This government's refusal to plan for Britain to be self-reliant in energy has produced a perfect storm of soaring prices, disrupted gas supplies and domestic steel and other essential manufacturing output compromised.
Years of inertia have been the consequence of a near-religious belief that "the market will provide" alongside an unfounded fixation that renewables such as wind and solar are a complete alternative to nuclear and gas.
The case of the Rough gas storage facility off the Yorkshire coast highlights the muddled thinking at the heart of government and commercial strategy in the energy field. In 2017, the owner Centrica, also the parent company of British Gas, was aware that the facility needed refurbishment. Instead it decided to close the facility.
Centrica is now lobbying to re-purpose it for storage of hydrogen, an industry scarcely off the drawing board. Unsurprisingly, the Department for Business, Energy and Industrial Strategy backed Centrica's closure plan.
As a result, Britain now has capacity to store less than 2 percent of its annual demand, a fraction of the 25 per cent which industry analysts deem prudent. In contrast, Dutch storage of gas, though reduced from its norm of over 85 per cent still stands at over 50 per cent.
Such meager reserves leave Britain exposed at a time of global gas shortage, and heavily over-reliant on continental gas inter-connectors. These supply 47 percent of Britain's natural gas; they can be switched off, even if only for maintenance.
Gas is a key part of the energy mix for electricity generation, so a lack of storage also increases dependency on electricity inter-connectors. Settled weather in early September meant that wind turbines barely moved, and with a fire at an inter-connector substation, the coal fired units at West Burton power station had to be switched on to help meet demand.
Inter-connectors were built primarily to serve the energy market. The claim is that they help to shift surplus energy, increase overall efficiency and reduce carbon-based generation. But the reality is that they let the British government and the electricity industry off the hook from planning future energy supply, particularly nuclear with its lengthy development cycle.

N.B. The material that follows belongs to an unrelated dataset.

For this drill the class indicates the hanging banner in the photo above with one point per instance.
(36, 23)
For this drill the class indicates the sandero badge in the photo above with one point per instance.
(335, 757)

The promise of dependable and affordable energy for British industry and households is an illusion, exposed by the failure of "the market" to secure supply. For the foreseeable future, only a rapid expansion of all forms of nuclear generation will guarantee that we can produce what we need.
The construction of the new station at Hinkley Point in Somerset, though ludicrously expensive, shows we still have the necessary skills and expertise to replenish our ageing nuclear stock. The long overdue Sizewell C station in Suffolk could be the first of many more.